For much of the past century, the invasive pink bollworm wreaked havoc in the southwestern United States and northern Mexico — inflicting tens of millions of dollars in damage annually to cotton on both sides of the border.
A multifaceted strategy combining genetically engineered cotton with classical pest control tactics eradicated the pink bollworm from cotton-producing areas of the continental U.S. and Mexico, according to a new study published in Proceedings of the National Academy of Sciences.
"Although pink bollworm remains a daunting pest in over 100 countries, our strategic coalition rid the U.S. and Mexico of this invasive insect," said lead study author Bruce Tabashnik, head of the University of Arizona Department of Entomology.
According to the study, the eradication program saved U.S. cotton growers $192 million from 2014 to 2019. Through environmentally friendly approaches, it also helped to reduce insecticides sprayed against all cotton pests by 82% and prevented the application of over a million pounds of insecticides per year in Arizona.
“The PNAS article is incredibly important, both in chronicling what happened and in conducting a detailed analysis of the economic payoffs and the biological underpinnings of the success,” Fred Gould, a member of the National Research Council Board on Agriculture and Natural Resources. " The paper will make this project stand out as a model for what can be done in pest management when there is political will and the right people in the room.”
A Long Road to Supression
Native to Australasia – a region that comprises Australia, New Zealand and some neighboring islands – the pink bollworm is one of the world's most invasive insects. After female moths lay their eggs on cotton plants, the caterpillars hatch, bore into cotton bolls and devour the seeds within. Their feasting disrupts production of cotton lint.
This voracious pest was first detected in the U.S. in 1917. Using field data from 1969, the new study estimates that over 200 billion pink bollworm caterpillars infested cotton fields in Arizona that year. In 1990, the pest cost Arizona cotton growers $32 million in damages, despite $16 million invested in insecticides to control it.
The tide began to turn in 1996, with the introduction of cotton genetically engineered to produce proteins from the bacterium Bacillus thuringiensis. The proteins in Bt cotton kill pink bollworm and other caterpillar pests but are harmless to people and most beneficial insects.
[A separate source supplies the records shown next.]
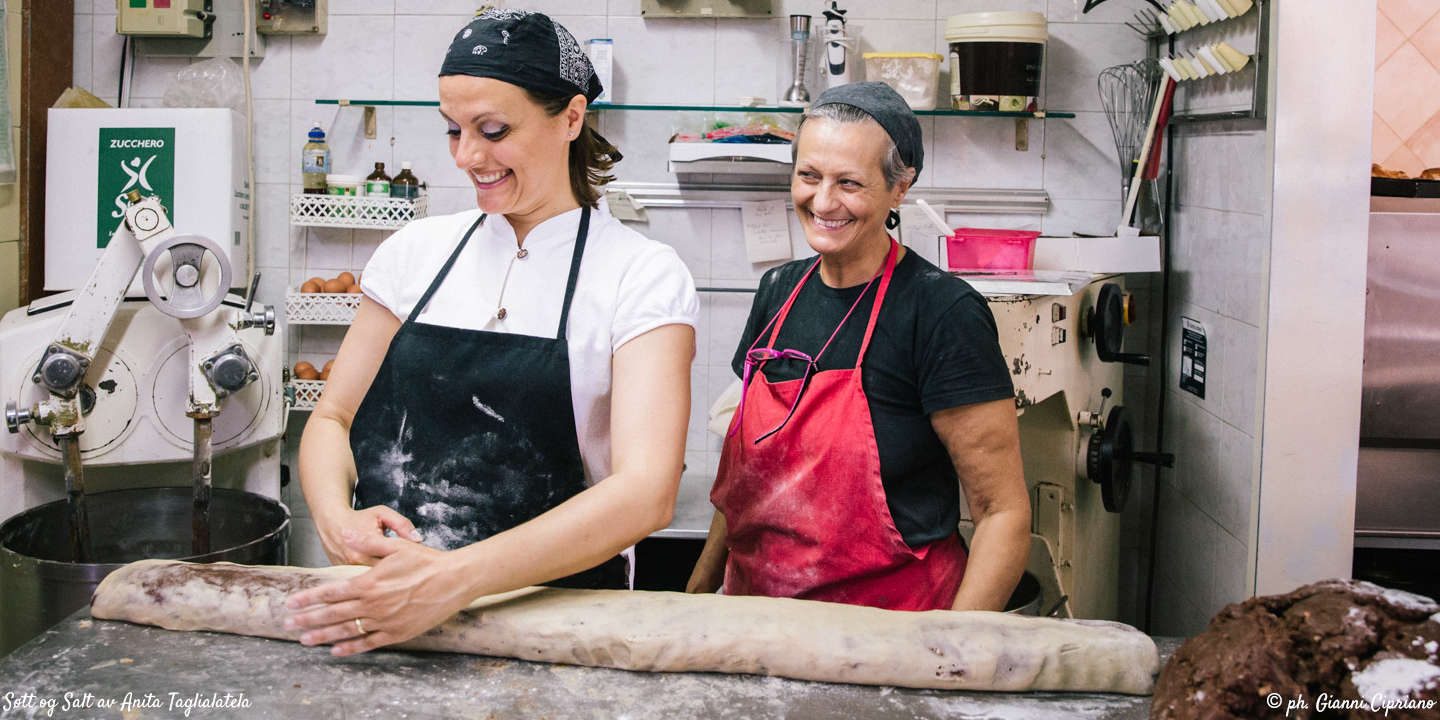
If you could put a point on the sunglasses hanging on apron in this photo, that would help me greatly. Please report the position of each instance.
(470, 432)
(801, 491)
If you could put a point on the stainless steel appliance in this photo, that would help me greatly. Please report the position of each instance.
(1397, 509)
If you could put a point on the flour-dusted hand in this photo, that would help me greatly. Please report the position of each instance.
(409, 591)
(372, 522)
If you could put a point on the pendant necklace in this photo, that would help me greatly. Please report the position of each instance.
(500, 304)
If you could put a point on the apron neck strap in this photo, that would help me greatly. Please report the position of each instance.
(880, 298)
(887, 271)
(439, 277)
(575, 268)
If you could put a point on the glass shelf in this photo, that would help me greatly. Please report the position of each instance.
(609, 107)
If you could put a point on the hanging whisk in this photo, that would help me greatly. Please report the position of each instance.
(1128, 94)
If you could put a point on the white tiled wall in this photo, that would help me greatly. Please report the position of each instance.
(392, 49)
(1218, 241)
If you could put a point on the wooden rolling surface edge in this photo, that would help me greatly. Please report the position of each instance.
(674, 632)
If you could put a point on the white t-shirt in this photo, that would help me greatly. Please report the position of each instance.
(628, 285)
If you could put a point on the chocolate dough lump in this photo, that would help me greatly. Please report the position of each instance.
(1342, 647)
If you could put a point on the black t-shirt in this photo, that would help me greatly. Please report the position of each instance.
(935, 347)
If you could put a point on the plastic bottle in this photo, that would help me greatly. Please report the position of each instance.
(405, 183)
(314, 162)
(378, 183)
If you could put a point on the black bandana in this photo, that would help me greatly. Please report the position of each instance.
(526, 49)
(890, 111)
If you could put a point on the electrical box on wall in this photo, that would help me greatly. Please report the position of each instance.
(291, 16)
(163, 18)
(707, 7)
(226, 36)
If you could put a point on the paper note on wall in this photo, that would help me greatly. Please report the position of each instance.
(766, 231)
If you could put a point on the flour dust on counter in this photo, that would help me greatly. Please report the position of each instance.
(678, 632)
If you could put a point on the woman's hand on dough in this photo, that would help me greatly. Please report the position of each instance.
(409, 591)
(369, 522)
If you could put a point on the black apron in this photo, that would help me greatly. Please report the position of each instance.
(470, 432)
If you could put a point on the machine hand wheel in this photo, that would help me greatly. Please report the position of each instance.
(1110, 455)
(185, 294)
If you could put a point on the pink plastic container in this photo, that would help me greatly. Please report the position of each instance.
(990, 249)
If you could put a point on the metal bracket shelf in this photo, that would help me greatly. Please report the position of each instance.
(1259, 87)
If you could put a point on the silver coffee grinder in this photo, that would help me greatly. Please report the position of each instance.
(799, 42)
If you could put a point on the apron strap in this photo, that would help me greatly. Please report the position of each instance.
(785, 310)
(439, 277)
(880, 298)
(575, 268)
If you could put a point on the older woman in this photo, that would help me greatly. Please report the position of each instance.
(873, 380)
(510, 402)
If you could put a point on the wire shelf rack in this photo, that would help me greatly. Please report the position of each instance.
(321, 308)
(356, 212)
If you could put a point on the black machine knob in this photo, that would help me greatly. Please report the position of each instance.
(1106, 326)
(61, 370)
(231, 370)
(1110, 457)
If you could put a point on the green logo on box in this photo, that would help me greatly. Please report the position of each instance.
(133, 159)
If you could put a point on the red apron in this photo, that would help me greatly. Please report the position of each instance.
(801, 493)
Although Bt cotton kills essentially 100% of susceptible pink bollworm caterpillars, the pest rapidly evolved resistance to Bt proteins in laboratory experiments at the University of Arizona and in Bt cotton fields in India.
To delay pest resistance, UArizona scientists worked with farmers to develop and implement a strategy of planting non-Bt cotton refuges to allow survival of susceptible insects. Tabashnik's team also determined the mutations that cause resistance in the lab and used DNA screening to monitor for those adaptations in the field.
Within 10 years, the use of Bt cotton reduced pink bollworm populations by 90%. For the first time since the pest's arrival, eradication seemed within grasp.
'Everything but the Kitchen Sink'
"In contrast with the rapid evolution of pest resistance to genetically engineered crops elsewhere, Bt cotton was suppressing this pest in Arizona for a decade," Tabashnik explained. "We said, 'Let's take this a step further. Let's throw everything but the kitchen sink at it and get rid of it. If not forever, for as long as we can sustain it.'"
In a concerted, binational effort, University of Arizona Cooperative Extension and research scientists joined forces with cotton growers, the biotech industry and government partners to devise the first program of its kind to eradicate the invasive pest.
In addition to traditional pest control tactics, such as plowing cotton fields after harvest to reduce the pest's overwintering survival, a novel strategy largely replacing refuges of non-Bt cotton with mass releases of sterile pink bollworm moths was initiated in Arizona in 2006.
The sterile moths were released from airplanes by the billions to overwhelm field populations of the pest. In concert, the U.S. Environmental Protection Agency waived the requirement for planting refuges, allowing farmers in Arizona to plant up to 100% Bt cotton.
To test the success of this multipronged attack, scientists with the University of Arizona College of Agriculture and Life Sciences conducted computer simulations and analyzed field data collected in Arizona from 1998 to 2018. Their results show neither of the two tactics would have worked alone.
"In this era plagued by invasive organisms, as well as doubts about the power of science and controversy about genetic engineering, the study exemplifies the tremendous benefits of collaboration and synergy between biotechnology and classical tactics," Tabashnik said. "We hope the concepts illustrated here will inspire integrated approaches to combat other invasive life forms."